Swap piyasası katılımcıları iki kategoriden oluşmaktadır. Bunlar; son kullanıcılar (end-users) ve aracılardır (intermediaries). Burada son kullanıcılar risklerini azaltmak istedikleri için, swap sözleşmelerinin bir tarafı olurlar. Aracılar ise sözleşme sonucunda komisyon alan büyük kuruluşlardan oluşmaktadır. Son kullanıcılara örnek olarak şirketler, bankalar, uluslararası kuruluşlar, devletler gösterilebilir. Aracılar burada swapların gerçekleştirilebilmesi için karşılıklı ihtiyaçları tespit etmekte ve tarafları bir araya getirmektedirler. Aracılar genellikle büyük ticari ve yatırım bankaları olup faaliyetleri karşılığında anaparaya göre komisyon almaktadırlar (Gümüşeli, 1994: 70).

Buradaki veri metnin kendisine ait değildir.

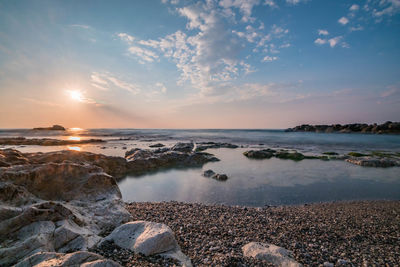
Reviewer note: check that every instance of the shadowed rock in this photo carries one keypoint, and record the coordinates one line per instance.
(275, 255)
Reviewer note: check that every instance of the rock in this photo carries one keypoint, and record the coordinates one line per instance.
(148, 238)
(208, 173)
(81, 258)
(201, 146)
(115, 166)
(16, 141)
(373, 162)
(220, 177)
(53, 128)
(271, 253)
(157, 145)
(183, 147)
(55, 207)
(385, 128)
(141, 160)
(260, 154)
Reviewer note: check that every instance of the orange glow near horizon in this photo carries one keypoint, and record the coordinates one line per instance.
(74, 138)
(74, 148)
(75, 129)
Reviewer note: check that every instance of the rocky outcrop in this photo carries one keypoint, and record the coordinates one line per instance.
(385, 128)
(81, 258)
(52, 128)
(275, 255)
(373, 162)
(16, 141)
(201, 146)
(148, 238)
(180, 155)
(50, 206)
(216, 176)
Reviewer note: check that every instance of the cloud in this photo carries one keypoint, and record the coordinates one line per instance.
(320, 41)
(332, 41)
(126, 37)
(323, 32)
(105, 80)
(269, 58)
(343, 20)
(270, 3)
(354, 7)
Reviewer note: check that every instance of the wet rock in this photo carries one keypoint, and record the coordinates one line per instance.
(52, 128)
(373, 162)
(260, 154)
(201, 146)
(208, 173)
(183, 147)
(278, 256)
(157, 145)
(44, 141)
(148, 238)
(141, 160)
(81, 258)
(220, 177)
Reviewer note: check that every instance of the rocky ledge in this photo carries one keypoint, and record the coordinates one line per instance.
(385, 128)
(52, 128)
(16, 141)
(374, 159)
(56, 206)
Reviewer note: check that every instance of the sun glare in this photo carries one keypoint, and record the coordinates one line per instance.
(76, 95)
(74, 148)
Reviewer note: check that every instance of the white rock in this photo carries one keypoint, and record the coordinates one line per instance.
(148, 238)
(271, 253)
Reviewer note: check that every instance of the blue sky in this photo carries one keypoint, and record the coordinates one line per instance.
(199, 64)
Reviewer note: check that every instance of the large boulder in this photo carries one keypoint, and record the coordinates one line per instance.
(55, 207)
(81, 258)
(278, 256)
(148, 238)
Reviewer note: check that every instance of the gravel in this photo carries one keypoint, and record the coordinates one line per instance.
(328, 234)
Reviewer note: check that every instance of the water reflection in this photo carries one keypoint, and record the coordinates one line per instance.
(262, 182)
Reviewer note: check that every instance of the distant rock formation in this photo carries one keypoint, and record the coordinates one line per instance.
(385, 128)
(52, 128)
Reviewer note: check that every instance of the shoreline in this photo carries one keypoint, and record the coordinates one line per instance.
(360, 233)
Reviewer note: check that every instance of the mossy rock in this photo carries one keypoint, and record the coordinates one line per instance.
(330, 153)
(356, 154)
(292, 156)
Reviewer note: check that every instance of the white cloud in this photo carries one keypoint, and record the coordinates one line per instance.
(343, 20)
(143, 53)
(334, 41)
(126, 37)
(270, 3)
(354, 7)
(105, 80)
(320, 41)
(269, 58)
(323, 32)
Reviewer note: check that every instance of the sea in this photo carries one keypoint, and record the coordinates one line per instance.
(251, 182)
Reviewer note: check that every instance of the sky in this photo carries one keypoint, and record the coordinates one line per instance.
(198, 64)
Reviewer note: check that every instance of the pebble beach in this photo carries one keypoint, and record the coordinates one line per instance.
(328, 234)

Swap sözleşmelerinin türleri; faiz swapları, para swapları, para ve faiz swapları, swap opsiyonları, kokteyl swaplar, varlık swapları, paralel borçlar, karşılıklı borçlar, uzun vadeli forward döviz anlaşmalarından oluşmaktadır (Ünal, 2018: 89-90). Swap işlemlerinin tercih edilme nedenleri şunlardır (İşler, 2013: 62):
Belirli dövizlere erişebilme imkanı sağlaması, Sabit faizli fon sağlama amacı,
Belirli bir döviz üzerinden ihracat yapabilme ve fon sağlama yeteneğine karşın farklı bir döviz türünden fon sağlayabilme güçlüğü,
Bazı piyasalarda vadelerin kısalığı nedeniyle uzun vade alma amacı,
Swap piyasaları iki taraf arasında borçların takas edilebilmesine imkan sağlar, Gelişmekte olan ülke firmalarının uluslararası finansal piyasalara
girebilmelerine imkan sağlar,
Firmaların arbitraj açısından karşılaştırmalı üstünlüklerden yararlanmalarını sağlar,
Swap piyasaları bürokrasiyi azaltır ve döviz kısıtlamalarından kurtulmayı sağlar,
Farklı ülke firmaları arasında yapılan swaplar tarafların kısıtlamalardan ve vergi düzenlemelerinden kaçınmalarına olanak sunması,
Şirketlerin farklı finans piyasalarında farklı kredi değerliklerine sahip olmaları,
Farklı finans piyasalarının farklı kurumsal ve yapısal farklılıklarının bulunması swap piyasalarına olan ilgiyi arttırmaktadır.